Madagascar : le colonel Randrianirina renvoie son équipe gouvernementale

Cinq mois à peine après avoir pris les rênes du pays par la force, le chef de la transition malgache dissout son cabinet sans explication, limogeant au passage son Premier ministre civil.

Coup de balai au sommet de l’exécutif malgache. Michaël Randrianirina, homme fort de la transition depuis la chute d’Andry Rajoelina, a annoncé, lundi 9 mars 2026, la dissolution pure et simple de son gouvernement, suspendant avec effet immédiat l’ensemble du cabinet.

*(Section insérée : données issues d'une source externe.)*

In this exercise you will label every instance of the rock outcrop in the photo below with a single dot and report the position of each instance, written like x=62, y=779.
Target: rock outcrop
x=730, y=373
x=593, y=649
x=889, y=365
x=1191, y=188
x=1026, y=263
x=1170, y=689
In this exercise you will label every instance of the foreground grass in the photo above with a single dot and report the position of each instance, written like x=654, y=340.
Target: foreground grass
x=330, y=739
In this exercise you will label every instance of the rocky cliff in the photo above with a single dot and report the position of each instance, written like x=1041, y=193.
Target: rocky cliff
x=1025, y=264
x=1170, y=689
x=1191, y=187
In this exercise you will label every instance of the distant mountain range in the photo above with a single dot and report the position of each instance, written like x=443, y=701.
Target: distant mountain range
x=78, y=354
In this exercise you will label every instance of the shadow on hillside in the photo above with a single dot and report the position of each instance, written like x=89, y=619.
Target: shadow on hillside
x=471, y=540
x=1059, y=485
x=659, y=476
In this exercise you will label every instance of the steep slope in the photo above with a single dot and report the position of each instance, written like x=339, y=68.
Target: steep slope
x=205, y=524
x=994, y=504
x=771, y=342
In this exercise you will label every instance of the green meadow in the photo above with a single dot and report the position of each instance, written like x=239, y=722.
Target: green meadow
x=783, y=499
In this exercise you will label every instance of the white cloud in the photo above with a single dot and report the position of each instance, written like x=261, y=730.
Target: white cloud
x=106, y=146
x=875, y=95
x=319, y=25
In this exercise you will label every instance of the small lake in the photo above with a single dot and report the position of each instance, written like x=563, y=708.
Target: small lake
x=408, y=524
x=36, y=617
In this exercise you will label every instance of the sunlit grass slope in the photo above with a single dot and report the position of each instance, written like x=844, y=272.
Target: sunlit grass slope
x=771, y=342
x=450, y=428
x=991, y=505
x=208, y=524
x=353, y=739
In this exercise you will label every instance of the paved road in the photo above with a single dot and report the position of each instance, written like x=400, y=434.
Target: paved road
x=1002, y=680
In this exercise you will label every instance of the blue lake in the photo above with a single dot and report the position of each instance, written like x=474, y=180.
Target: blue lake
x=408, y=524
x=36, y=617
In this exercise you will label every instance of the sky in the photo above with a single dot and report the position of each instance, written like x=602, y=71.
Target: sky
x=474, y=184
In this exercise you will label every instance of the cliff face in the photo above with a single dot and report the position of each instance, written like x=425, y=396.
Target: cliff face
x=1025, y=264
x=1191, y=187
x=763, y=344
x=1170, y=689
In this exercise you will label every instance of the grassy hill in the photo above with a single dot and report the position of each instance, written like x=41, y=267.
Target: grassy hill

Aucune explication officielle n’a été donnée par la présidence pour justifier cette décision soudaine, survenue à peine cinq mois après l’accession du colonel à la magistrature suprême. Cette étape marque une nouvelle secousse politique après le soulèvement populaire ayant conduit à la chute du régime Rajoelina.

Les manifestants, exaspérés par les difficultés du quotidien – notamment les coupures d’eau et d’électricité qui paralysent la vie de millions de foyers –, avaient trouvé un relais inattendu auprès des unités d’élite de l’armée, alors placées sous le commandement de Randrianirina.

Issu du secteur privé, le Premier ministre démis, Herren Salama Rajan, incarnait aux yeux de certains une garantie de compétence technique et un maillon essentiel entre le pouvoir militaire et une société civile restée méfiante.

Une jeunesse dans l’attente

« C’est vrai que le choix du Premier ministre, au départ, ne nous allait pas, mais les ministres ont montré une ouverture qui nous faisait penser qu’on pouvait avancer. Donc, il n’y avait pas forcément à pousser pour un remaniement », a commenté Elliot Randriamandrato, porte-parole du collectif Gen Z, à l’origine de la contestation, cité par l’AFP.

Pour beaucoup, la dissolution soudaine d’un cabinet civil sans justification publique apparaît davantage comme une démonstration d’autorité que comme une mesure de gouvernance.

« Pour l’instant, nous restons prudents face au processus entamé », poursuit Randriamandrato, qui déplore le manque de dialogue avec la jeunesse et « une tendance à la militarisation du régime, peu rassurante ».

Entre Moscou et Paris, un équilibrisme sous pression

Sur la scène internationale, le colonel Randrianirina, qui promet une élection présidentielle en 2027 après deux ans de transition, mène une diplomatie tous azimuts, reflet à la fois de ses ambitions et des zones d’ombre de sa politique étrangère.

Il s’est ainsi rendu le mois dernier à Moscou pour une rencontre avec Vladimir Poutine, avant de faire escale à Paris pour un tête-à-tête avec Emmanuel Macron. À chaque étape, il a plaidé en faveur de partenariats « équilibrés et renouvelés ».

Une posture d’équilibriste qui n’est pas sans rappeler les pirouettes diplomatiques d’autres dirigeants africains issus de transitions militaires, contraints de ménager à la fois l’Occident et les nouvelles puissances qui courtisent le continent.

La présidence a promis la nomination prochaine d’un nouveau Premier ministre, sans préciser ni le profil ni le calendrier. Pour la population malgache, les priorités demeurent inchangées : l’accès à l’eau, une électricité stable et un retour crédible à un régime civil et démocratique.